As you can see, interest in neural networks was waning in the early 2000’s, then there was a blip in theoretical interest in deep learning around 2009‒2010, followed by a rise in both after 2015. What happened was a combination of theoretical improvements and availability of GPUs. On the theory side:

  • 2006: Hinton, Osindero, and Teh (ref) introduced a method to train one layer at a time to avoid the problem that deep layers “feel” less of a pull from training data (“vanishing gradients”).

  • 2007: Bengio and LeCun (ref) demonstrated that networks with more than 2 or 3 layers can be applied to tasks that shallower networks can’t address without overfitting.

  • 2007: Ranzato, Boureau, and LeCun (ref) presented a method to train deep networks in sparse batches.

Computationally, GPUs are very well suited to large-scale array operations. Both the hardware and the frameworks to use them became available at around this time. (CUDA was first released in 2006.)

But what really got things started was that deep neural networks started winning the ImageNet competition.

  • 2012: AlexNet, a GPU-enabled 8 layer network (with ReLU), won ImageNet.

  • 2015: ResNet, a GPU-enabled 152+ layer network (with skip-connections), won ImageNet.

Why deep learning?#

The general adage is that “one layer memorizes, many layers generalize.”

Each layer in a neural network is a function composition: the arbitrary curve that a set of adaptive basis functions learn is in a space that has already been transformed by a previous set of adaptive basis functions. Each layer warps space to make the next layer’s problem simpler.

Roy Keyes has a fantastic demo (too much detail for this section) that classifies three categories of points that are arranged like spiral arms of a galaxy, shown below on the left. The first layer of the neural network transforms the \(x\)-\(y\) space of the original problem into the mesh shown in grey on the right. In the transformed space, the three spiral arms are now linearly separable. It is the starting point for the second layer.

For another illustration (ref), consider the horseshoe-shaped decision boundary below: it could be fit by a sufficiently large set of adaptive basis functions, with enough flexibility to account for each of the wiggles, but that would not take advantage of its symmetries. Two well-chosen folds make the symmetric parts overlap, and then it can be fitted by a simpler curve.

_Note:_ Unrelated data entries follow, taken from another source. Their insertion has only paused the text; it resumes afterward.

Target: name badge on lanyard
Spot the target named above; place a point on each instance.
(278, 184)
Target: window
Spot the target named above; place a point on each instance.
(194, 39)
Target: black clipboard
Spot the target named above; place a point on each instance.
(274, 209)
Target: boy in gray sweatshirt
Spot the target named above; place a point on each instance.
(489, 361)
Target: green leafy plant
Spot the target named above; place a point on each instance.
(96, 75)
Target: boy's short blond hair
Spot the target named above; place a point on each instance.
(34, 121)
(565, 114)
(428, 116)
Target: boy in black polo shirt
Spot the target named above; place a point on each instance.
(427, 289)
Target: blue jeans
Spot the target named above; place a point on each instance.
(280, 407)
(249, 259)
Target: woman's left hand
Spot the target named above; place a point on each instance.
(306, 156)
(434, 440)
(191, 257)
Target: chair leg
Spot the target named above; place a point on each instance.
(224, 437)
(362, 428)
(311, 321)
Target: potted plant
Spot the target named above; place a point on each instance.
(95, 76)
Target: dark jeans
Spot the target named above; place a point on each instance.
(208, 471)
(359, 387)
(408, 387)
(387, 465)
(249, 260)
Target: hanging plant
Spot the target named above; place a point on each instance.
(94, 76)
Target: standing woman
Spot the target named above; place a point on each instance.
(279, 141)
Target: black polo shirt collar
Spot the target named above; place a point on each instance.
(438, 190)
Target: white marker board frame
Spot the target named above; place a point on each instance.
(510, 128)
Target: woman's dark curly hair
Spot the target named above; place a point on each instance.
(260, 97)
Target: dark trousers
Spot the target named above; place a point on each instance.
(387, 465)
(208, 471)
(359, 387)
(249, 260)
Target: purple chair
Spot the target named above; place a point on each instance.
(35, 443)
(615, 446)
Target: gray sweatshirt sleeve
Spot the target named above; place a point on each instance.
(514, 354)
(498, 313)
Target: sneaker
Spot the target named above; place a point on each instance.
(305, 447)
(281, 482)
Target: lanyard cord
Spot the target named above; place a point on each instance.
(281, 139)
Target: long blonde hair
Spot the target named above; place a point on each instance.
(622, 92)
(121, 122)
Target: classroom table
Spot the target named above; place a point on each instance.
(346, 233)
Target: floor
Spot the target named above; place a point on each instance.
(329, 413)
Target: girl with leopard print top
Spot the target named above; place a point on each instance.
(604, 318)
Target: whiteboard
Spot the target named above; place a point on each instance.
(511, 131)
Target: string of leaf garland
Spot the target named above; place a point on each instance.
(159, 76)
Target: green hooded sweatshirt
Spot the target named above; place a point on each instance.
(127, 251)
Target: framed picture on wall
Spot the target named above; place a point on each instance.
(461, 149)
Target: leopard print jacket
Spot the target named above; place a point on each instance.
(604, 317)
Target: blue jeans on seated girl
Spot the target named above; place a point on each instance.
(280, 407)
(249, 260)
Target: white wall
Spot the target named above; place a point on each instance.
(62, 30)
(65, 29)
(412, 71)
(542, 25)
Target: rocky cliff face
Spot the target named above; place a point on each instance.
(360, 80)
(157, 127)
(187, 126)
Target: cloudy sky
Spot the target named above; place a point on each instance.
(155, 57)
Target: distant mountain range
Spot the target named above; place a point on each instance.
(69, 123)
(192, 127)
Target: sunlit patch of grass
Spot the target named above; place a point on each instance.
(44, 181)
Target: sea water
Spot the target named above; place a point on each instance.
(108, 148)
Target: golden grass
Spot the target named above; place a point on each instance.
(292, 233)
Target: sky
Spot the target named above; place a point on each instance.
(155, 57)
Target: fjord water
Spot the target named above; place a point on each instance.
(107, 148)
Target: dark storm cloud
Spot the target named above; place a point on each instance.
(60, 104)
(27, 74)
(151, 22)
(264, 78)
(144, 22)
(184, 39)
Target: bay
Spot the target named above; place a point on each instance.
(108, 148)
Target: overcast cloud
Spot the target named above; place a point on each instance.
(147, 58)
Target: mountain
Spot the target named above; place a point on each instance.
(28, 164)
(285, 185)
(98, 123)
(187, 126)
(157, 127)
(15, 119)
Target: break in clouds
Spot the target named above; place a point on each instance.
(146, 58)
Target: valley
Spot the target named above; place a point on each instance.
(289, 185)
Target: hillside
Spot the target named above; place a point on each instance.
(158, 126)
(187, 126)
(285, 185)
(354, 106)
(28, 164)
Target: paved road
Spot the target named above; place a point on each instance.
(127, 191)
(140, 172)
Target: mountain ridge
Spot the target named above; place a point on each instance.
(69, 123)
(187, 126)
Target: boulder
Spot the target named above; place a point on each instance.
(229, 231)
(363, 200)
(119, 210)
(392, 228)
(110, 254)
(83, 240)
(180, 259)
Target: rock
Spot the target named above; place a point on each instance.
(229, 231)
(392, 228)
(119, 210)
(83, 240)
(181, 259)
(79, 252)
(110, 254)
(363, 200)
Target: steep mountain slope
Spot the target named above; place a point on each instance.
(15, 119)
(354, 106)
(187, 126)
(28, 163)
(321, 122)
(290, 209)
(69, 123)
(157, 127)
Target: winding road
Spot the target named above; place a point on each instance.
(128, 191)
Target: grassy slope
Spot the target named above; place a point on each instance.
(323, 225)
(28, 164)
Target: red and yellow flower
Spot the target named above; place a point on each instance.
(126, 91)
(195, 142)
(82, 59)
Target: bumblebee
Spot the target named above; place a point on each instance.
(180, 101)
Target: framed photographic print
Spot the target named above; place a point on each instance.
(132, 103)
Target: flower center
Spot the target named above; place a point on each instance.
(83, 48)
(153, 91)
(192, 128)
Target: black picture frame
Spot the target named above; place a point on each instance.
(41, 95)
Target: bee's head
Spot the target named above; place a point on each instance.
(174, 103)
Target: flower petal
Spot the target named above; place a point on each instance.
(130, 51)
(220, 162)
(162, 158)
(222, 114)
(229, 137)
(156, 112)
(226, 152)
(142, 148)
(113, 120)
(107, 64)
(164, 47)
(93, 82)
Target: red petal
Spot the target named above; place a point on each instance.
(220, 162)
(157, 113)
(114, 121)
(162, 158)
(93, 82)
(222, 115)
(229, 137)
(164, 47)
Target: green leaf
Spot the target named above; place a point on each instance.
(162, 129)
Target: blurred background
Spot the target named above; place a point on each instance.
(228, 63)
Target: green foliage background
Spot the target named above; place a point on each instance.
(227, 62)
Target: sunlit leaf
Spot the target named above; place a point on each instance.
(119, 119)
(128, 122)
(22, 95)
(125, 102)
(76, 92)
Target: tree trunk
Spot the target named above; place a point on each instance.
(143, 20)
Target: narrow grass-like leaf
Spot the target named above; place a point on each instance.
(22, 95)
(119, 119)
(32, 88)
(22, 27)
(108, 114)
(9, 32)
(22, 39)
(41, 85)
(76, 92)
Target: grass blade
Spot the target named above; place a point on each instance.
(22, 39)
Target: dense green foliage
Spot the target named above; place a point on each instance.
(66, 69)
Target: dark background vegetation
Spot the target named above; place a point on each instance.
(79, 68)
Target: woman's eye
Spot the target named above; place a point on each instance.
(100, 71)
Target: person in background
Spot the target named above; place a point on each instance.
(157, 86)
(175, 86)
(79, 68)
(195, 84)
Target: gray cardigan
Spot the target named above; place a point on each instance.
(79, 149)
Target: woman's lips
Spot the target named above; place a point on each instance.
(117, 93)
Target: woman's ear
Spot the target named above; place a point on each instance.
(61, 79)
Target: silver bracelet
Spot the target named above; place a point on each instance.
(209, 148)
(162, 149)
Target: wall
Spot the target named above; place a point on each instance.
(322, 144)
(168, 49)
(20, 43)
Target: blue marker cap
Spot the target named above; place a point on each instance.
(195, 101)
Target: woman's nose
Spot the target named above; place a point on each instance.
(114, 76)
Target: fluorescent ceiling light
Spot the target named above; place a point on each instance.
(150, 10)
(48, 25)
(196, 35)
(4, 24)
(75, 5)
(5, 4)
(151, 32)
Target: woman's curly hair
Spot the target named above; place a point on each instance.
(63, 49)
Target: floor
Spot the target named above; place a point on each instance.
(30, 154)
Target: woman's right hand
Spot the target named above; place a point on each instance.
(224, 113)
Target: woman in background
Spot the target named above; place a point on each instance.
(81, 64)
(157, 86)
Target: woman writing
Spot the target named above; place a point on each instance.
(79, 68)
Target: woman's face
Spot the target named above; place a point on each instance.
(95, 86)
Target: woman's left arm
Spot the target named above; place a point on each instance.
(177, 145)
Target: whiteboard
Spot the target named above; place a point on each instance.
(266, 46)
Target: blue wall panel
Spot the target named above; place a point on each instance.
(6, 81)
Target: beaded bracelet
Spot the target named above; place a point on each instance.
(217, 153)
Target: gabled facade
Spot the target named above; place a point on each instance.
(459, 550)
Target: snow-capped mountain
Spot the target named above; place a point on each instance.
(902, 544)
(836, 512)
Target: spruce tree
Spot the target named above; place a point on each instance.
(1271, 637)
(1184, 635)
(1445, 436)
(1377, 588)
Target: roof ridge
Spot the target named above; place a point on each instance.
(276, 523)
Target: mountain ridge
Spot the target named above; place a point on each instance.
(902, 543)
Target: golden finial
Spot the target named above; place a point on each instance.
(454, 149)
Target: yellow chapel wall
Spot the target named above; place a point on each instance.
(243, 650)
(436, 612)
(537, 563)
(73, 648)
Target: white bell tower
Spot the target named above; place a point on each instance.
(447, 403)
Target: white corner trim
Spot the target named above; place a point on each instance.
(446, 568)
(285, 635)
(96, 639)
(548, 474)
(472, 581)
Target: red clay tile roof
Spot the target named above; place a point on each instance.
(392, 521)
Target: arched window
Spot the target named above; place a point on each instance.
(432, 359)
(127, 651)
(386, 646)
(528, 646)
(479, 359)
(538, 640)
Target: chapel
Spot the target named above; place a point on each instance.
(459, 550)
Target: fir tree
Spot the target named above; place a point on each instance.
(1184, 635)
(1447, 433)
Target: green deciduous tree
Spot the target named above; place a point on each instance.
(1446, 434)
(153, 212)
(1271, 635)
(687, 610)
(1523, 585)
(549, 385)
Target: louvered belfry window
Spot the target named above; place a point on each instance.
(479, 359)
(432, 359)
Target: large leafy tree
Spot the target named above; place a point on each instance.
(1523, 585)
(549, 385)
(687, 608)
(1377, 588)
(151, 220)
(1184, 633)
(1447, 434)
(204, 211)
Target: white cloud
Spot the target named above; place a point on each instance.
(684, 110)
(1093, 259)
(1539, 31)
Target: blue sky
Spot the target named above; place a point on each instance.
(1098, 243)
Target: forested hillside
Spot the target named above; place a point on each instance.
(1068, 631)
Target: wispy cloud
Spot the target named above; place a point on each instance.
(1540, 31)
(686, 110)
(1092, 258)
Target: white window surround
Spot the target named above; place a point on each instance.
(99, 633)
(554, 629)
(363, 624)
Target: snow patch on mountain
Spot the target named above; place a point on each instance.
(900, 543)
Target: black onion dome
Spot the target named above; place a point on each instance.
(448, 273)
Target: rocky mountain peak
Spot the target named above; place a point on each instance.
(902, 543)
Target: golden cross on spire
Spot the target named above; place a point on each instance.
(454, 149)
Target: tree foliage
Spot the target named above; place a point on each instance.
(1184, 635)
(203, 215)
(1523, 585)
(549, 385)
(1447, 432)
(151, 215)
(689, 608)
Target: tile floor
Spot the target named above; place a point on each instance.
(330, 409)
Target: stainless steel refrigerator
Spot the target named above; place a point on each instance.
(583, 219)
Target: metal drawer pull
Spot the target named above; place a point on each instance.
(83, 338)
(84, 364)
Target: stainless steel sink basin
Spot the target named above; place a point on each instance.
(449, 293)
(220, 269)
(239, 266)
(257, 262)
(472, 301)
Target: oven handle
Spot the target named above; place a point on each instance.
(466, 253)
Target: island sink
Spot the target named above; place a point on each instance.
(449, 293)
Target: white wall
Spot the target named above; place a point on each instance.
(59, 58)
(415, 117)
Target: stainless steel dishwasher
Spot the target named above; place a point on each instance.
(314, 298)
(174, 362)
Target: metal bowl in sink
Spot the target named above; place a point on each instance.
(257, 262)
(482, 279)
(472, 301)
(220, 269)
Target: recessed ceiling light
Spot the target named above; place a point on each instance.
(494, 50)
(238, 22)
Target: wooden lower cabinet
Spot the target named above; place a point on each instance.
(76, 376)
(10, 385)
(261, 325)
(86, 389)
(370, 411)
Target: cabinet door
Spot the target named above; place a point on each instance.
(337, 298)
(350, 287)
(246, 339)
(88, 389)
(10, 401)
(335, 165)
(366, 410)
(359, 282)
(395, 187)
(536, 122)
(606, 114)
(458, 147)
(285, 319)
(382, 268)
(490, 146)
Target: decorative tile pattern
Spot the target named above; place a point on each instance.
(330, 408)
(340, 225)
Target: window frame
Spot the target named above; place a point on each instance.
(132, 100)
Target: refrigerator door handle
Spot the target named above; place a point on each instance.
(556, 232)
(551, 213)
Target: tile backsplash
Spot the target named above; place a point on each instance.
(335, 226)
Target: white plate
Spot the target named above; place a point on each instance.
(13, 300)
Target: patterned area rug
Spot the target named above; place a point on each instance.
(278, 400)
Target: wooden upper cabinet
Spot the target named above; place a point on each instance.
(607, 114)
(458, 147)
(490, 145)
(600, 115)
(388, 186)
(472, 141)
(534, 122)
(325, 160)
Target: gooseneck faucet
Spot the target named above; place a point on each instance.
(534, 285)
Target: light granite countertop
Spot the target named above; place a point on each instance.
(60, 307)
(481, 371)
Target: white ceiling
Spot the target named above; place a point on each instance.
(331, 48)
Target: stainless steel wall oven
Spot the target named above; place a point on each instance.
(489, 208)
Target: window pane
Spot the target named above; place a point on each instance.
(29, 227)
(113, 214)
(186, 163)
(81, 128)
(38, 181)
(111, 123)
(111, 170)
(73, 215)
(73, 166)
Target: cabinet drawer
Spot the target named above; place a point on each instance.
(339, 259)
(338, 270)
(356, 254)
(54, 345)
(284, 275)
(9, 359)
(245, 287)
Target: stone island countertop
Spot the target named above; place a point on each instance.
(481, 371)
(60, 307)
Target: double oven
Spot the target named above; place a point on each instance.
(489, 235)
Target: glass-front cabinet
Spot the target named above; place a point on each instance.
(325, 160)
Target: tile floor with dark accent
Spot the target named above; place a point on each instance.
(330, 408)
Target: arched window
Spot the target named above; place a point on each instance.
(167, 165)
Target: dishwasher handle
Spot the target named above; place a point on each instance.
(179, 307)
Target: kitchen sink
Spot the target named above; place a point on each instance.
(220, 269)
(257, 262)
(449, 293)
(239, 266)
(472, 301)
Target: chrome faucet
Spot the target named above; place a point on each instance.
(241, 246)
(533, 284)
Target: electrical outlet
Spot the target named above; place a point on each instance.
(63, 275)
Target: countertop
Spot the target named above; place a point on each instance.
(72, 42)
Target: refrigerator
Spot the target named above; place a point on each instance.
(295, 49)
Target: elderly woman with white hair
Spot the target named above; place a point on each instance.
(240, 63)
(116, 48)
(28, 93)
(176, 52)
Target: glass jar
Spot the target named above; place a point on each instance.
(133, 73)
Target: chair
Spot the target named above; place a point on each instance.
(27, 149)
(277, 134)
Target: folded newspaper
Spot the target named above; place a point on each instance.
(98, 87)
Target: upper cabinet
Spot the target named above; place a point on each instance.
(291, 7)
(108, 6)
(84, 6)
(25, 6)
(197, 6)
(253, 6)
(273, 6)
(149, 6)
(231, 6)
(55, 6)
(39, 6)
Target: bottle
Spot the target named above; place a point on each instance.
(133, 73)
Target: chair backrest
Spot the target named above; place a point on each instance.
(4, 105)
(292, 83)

One hidden layer with many components has a lot of adjustable handles to fit a curve. Multiple hidden layers search for symmetries and try to use them to describe the data in a more generalizable way.

These arguments are heuristic: you could certainly have a problem with no internal symmetries. However, the fact that deep learning has been so successful might mean that most problems do.